The Chemical Process Behind Craft Beer

Beer brewing has been around for ages, but the craft beer industry has experienced growing popularity in recent years. Many people are also becoming interested in home brewing. Craft beer is beer produced in smaller quantities by a microbrewery or craft brewery. This differs from beer that is produced on a very large-scale by big players. Beer making relies on a specific chemical process involving a few steps.


The Key Aspects of Beer Brewing

There are many types of beer around the world. Some common types are drunk by millions of people, while some varieties are produced locally and only consumed in their specific cultural and geographical contexts.

In general, the four ingredients of beer are water, malted barley, hops, and yeast. The type of water used affects the quality of the beer made, so many breweries have their own water purifying systems. By removing impurities and various ions using a process such as reverse osmosis, the beer quality is improved.

Malt is cereal grain such as barley that has been soaked in water to begin the germination process. The germination is them halted by a drying process. Malt is a major contributor to the flavor and color of the resulting beer.

Hops are another ingredient found in beer. These are flowers of the Humulus lupulus plant. Hops are added to beer to add the floral scent and bitter taste. Their fruity flavor can also balance the flavor of malts. Finally, there is the yeast. Yeast is used for the fermentation process. Whether you use bottom or top-fermenting yeasts determines what temperature fermentation takes place and whether you have a larger or ale.

The actual beer brewing process involves a number of steps to essentially extract sugar from the grain for fermentation into alcohol. The malt or grains are steeped in hot water in a process known as mashing. Enzymes are activated, and this releases sugars. The resulting sugary liquid is called wort and is then boiled with hops and other spices. The mixture is then cooled and strained. Yeast is added, and the fermentation process begins where yeast feeds on the sugar to produce alcohol.

The Differences Between Craft and Large Scale Beer Brewing

Besides the commercial difference, there are a number of differences in the brewing of macro and micro scale beers. One of the major ones is in the type of malt used. Craft brewmasters are often very big on experimentation and creativity. They love to experiment with ingredients and create never-seen-before rich beer flavors.

Large scale beer producers often use what are known as adjuncts to supplement some of the malt used. Adjuncts are grains such as corn and rice that have not malted. While this does not affect the alcohol content of the beer, it does lighten the color and dull the flavor.

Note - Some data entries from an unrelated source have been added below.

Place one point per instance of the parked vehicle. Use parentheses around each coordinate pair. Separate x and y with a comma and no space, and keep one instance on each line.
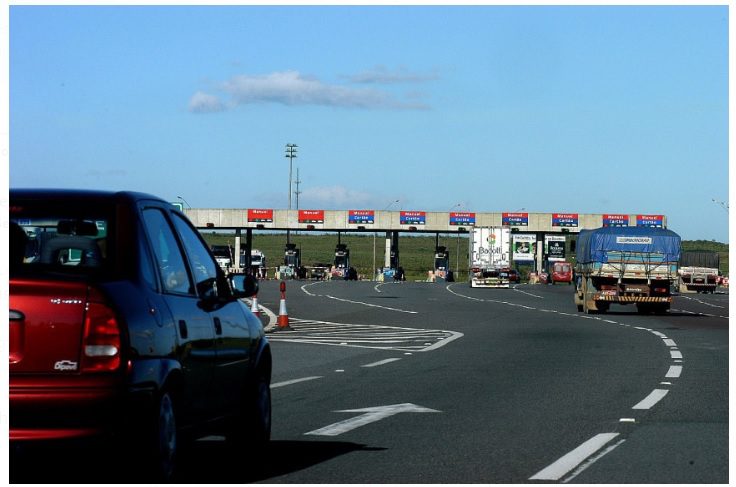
(124,327)
(489,256)
(223,255)
(699,272)
(626,265)
(513,276)
(561,272)
(442,270)
(342,261)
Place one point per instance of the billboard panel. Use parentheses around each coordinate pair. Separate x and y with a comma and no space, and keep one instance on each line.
(650,221)
(554,247)
(311,216)
(462,219)
(260,216)
(615,220)
(525,247)
(564,219)
(516,219)
(413,218)
(361,217)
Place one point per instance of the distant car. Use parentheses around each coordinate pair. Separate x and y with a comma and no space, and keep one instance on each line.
(514,276)
(561,272)
(123,326)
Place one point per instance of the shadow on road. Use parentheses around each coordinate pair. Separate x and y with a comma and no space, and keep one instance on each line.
(202,462)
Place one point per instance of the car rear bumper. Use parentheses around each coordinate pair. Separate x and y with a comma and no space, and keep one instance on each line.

Major producers are therefore able to cut the cost of production for a small reduction in flavor.

Another difference is that for craft beer, hops are very important for their desired flavor mix and to balance the hops. The bitter taste is an acquired one. Large beer producers, on the other hand, often do not use hops because they do not use as much malt.

The essential difference with craft beer is that it is made with a lot more creativity and concern for the perfect flavors. Although there are four ingredients used in the beer brewing process, there are so many decisions that affect the final product. The quality of water, the type and quantity of malt, the quantity of hops, the variety of yeast, and the brewing conditions all affect the flavor, color, and thickness of the beer. You could end up with a lager, ale, or other type of beer.